Irene regarded the top of the au pair’s head as Emily’s sleeves were rolled to the elbow, as the spilled paint was cleared away. She couldn’t see why anyone who had hair as naturally dark as Pilar’s would imagine they could get away with going blonde.

“Next time you’re painting, please cover the table fully with newspaper,” she said before turning toward the door. Well aware, as she left the kitchen, that the atmosphere she left behind was considerably cooler than the one she’d walked into. Training in a new au pair was always such a thankless task.

—————

“‘There was once a little boy,’” Jackie read, “‘whose name was Charlie.’”

“Charlie is a girl’s name,” Eoin said.

“Well, normally it’s a boy’s name. Anyway, ‘Charlie lived with—’”

“Why is it normally a boy’s name?”

She lowered the book. “Because Charlie is short for Charles, which is a boy’s name, but sometimes girls are called Charlie for short, if their name is Charlotte, or…Charlene, or something. Ask your friend at school if her name is short for something else, and I bet she says yes.” She waited for another question but none came. “Will I go on with the story?”

“Yeah.”

“‘Charlie lived with his mum and dad in a small yellow house.’”

“Charlie’s mum got lost.”

Jackie stopped again and looked at him. “Did she?” The first mention he’d made of Charlie’s mother.

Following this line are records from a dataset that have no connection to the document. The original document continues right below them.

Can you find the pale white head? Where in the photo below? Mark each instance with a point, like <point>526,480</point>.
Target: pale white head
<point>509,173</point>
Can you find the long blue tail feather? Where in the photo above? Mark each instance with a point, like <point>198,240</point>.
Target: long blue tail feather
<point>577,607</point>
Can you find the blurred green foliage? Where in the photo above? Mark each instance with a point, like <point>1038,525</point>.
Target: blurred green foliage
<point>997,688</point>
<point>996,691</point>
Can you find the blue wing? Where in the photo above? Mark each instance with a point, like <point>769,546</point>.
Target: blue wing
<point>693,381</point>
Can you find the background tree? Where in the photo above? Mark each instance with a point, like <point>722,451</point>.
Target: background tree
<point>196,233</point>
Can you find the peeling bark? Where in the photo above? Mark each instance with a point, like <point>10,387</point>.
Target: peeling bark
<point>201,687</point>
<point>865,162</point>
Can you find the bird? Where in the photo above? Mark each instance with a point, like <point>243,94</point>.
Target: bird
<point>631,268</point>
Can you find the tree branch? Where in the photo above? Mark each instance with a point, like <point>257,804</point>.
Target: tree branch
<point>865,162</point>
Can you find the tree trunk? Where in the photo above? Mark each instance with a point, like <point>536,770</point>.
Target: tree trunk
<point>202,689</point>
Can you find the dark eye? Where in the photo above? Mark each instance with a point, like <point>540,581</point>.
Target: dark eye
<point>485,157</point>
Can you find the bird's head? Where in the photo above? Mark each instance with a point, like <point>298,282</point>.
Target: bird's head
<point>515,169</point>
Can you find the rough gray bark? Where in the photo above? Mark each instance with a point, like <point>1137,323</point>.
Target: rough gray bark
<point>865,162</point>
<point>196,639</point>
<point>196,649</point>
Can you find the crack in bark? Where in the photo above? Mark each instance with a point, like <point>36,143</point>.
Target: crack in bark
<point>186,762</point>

“Yeah, a long time ago. Everybody looked for her, but nobody could find her.”

“Oh…that’s too bad. I’m sorry to hear that.”

“Got lost” sounded like a peculiar way to explain death to a child—wasn’t it a bit odd, didn’t it leave the possibility open in the child’s mind that the mother might suddenly reappear someday?

“I said my dad is in heaven,” Eoin added, “so maybe her mum went there.”

“Yes, maybe,” Jackie said quickly. “Let’s get on with the story, will we?”

What else could she have said when he’d asked about his father? It had seemed the simplest explanation—although she wondered what she’d do in years to come if he decided he wanted to look up his father’s family. She’d deal with that when it happened.

“Can Charlie come to our house to play?”

“Of course she can, as soon as I meet her dad.”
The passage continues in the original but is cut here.